Surviving neuronal cells in the hilus 30 days after TBI. Design-based stereology was used to count the neurons in the hilus that had survived TBI 30 days after the injury. The estimated total number of neurons is shown for the DA (black boxes), PVG^av1 (red triangles), and R5 (black triangles) rat. Sham operated rats were used as controls.

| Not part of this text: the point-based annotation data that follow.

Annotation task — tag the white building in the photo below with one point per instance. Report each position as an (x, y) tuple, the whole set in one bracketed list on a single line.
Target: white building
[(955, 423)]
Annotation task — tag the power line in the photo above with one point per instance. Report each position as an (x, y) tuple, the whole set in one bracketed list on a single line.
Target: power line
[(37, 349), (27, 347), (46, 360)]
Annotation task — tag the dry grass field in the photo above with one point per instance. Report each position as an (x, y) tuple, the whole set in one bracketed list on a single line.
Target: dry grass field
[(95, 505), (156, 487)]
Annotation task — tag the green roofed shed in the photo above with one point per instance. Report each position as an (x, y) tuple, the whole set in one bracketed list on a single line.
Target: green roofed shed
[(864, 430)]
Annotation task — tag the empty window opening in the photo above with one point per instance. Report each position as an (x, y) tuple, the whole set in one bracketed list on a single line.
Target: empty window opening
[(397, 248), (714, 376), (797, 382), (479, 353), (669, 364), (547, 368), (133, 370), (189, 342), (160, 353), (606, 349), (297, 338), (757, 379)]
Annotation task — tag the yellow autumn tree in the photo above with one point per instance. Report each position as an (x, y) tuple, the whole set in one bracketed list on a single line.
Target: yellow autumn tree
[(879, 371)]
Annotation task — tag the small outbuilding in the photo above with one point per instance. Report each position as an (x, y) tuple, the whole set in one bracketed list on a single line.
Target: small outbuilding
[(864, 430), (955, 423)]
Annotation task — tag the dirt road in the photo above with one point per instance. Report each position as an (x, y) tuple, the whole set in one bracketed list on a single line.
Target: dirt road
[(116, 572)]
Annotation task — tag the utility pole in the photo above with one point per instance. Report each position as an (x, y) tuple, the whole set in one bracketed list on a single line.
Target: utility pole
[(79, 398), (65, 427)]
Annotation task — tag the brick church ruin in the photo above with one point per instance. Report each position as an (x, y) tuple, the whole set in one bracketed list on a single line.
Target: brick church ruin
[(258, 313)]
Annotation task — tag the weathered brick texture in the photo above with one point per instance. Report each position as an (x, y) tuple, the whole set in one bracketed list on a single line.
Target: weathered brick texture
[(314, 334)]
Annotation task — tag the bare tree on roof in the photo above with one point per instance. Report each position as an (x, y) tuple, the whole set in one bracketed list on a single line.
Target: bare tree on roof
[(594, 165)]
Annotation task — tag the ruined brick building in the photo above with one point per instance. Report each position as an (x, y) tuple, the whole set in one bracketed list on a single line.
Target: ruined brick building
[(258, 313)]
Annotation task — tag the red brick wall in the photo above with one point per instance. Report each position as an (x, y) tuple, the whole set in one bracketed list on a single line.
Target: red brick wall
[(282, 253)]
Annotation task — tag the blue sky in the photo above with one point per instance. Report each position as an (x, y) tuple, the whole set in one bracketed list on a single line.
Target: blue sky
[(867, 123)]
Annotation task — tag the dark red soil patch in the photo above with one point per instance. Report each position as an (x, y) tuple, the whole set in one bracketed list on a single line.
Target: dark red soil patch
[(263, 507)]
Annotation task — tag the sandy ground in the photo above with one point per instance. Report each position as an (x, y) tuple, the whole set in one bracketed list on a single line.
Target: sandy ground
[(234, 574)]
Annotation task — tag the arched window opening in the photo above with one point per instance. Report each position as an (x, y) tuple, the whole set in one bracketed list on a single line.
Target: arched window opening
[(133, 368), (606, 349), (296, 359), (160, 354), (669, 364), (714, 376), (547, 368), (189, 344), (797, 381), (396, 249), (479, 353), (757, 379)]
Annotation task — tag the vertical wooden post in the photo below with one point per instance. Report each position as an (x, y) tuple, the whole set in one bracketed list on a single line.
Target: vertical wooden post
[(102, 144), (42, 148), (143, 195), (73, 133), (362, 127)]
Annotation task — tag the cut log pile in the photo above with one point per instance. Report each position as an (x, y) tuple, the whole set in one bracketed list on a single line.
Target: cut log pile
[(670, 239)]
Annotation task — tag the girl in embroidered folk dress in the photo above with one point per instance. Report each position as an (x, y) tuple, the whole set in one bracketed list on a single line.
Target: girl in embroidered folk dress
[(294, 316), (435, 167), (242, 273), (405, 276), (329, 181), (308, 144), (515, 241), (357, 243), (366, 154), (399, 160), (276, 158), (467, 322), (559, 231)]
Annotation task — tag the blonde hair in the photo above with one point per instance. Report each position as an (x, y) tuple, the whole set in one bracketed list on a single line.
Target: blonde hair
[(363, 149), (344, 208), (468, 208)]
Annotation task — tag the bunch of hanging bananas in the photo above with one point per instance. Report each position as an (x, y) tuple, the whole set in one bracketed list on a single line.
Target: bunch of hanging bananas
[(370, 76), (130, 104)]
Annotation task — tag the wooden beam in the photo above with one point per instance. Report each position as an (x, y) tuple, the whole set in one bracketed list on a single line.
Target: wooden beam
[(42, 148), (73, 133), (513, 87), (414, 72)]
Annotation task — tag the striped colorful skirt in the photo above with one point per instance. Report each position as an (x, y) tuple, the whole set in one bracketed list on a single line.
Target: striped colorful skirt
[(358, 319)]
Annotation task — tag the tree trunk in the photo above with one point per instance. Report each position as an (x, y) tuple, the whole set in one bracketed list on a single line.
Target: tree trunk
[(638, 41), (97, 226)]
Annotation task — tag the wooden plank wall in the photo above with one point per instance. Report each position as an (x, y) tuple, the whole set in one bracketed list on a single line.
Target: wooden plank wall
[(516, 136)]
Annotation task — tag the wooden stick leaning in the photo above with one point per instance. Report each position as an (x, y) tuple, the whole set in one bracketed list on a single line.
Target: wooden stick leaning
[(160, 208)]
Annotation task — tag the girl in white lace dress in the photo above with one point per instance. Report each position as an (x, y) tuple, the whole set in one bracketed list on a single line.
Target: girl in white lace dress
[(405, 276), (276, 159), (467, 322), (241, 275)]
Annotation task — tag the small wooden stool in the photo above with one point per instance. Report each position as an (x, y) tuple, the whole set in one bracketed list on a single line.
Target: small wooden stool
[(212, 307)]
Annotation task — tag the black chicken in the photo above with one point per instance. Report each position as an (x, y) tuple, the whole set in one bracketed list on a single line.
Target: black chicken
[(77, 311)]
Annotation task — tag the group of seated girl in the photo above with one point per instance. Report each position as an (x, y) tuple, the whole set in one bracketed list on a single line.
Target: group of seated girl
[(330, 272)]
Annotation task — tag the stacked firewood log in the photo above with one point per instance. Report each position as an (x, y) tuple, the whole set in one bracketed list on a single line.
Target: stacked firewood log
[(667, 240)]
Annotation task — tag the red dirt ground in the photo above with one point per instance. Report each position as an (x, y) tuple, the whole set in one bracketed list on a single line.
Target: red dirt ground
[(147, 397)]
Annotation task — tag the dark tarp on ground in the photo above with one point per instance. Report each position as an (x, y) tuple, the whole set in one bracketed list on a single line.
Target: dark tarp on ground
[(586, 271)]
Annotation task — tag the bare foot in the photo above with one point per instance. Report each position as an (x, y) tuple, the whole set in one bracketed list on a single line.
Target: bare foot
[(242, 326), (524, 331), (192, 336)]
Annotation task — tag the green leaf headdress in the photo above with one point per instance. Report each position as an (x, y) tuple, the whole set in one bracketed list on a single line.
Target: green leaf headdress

Comparison between the groups were evaluated by one-way ANOVA with a Bonferroni post-hoc test (***p<0.001). (To see this illustration in color, the reader is referred to the web version of this article at www.liebertpub.com/ars.)

FIG. 6.

Gsta4 expression, 4-HNE detoxification, and apoptotic cell death following intracerebral 4-HNE injection. (A–E) Gsta4 immunohistochemical staining, 24 h after intraparenchymal injection of 4-HNE showing expression of Gsta4 in the site ipsilateral to the injection versus the contralateral site and differences between the DA and R5 strain particularly in the CA1 area. (F) CSF levels of neurofilament light as assessed with ELISA, and (G–J) imunohistochemical detection of 4-HNE-protein adducts in the ipsilateral versus the contralateral site. (K, L) Double immunofluorescent labeling for apoptotic cell death as assessed with TUNEL (green) and 4-HNE-protein adducts (red). Note the upregulation of Gsta4 around the injection site (A) and that neurons of the CA1 area display more Gsta4 staining for the R5 strain compared to the DA (B–E). Also, note in (F) that CSF neurofilament light levels are elevated in the DA strain compared to the R5. Furthermore, in (G–I) note that 4-HNE has diffused in the tissue surrounding the injection to form adducts which are present both in glia and neurons. Finally, (K) shows that injection of 4-HNE results in apoptotic cell death around the injection site and (L) shows a neuron of the CA1 area with an apoptotic fragmented nucleus and the presence of 4-HNE-Michael adducts in the cytoplasm. Scale bars are 1 mm in (A); 250 μm in (K), 100 μm in (B), (D), (G), and (I); 15 μm in (C), (E), (H), (J), and (L). Comparison between the two groups were evaluated by the Student's t test (*p<0.05). (To see this illustration in color, the reader is referred to the web version of this article at www.liebertpub.com/ars.)

FIG. 7.

Presence of 4-HNE-protein adducts in neurons in human TBI. (A, B) Triple immunolabeling of human pericontusional tissue, 15 h after trauma, with DAPI, the neuronal marker NeuN, and 4-HNE-protein adducts. Note the presence of 4-HNE-protein adducts in the cytoplasm of neurons in human pericontusional tissue. Two areas (A, B) in the tissue are shown with the second (B) in higher magnification. Scale bars are 50 μm in (A) and 12.5 μm in (B). (To see this illustration in color, the reader is referred to the web version of this article at www.liebertpub.com/ars.)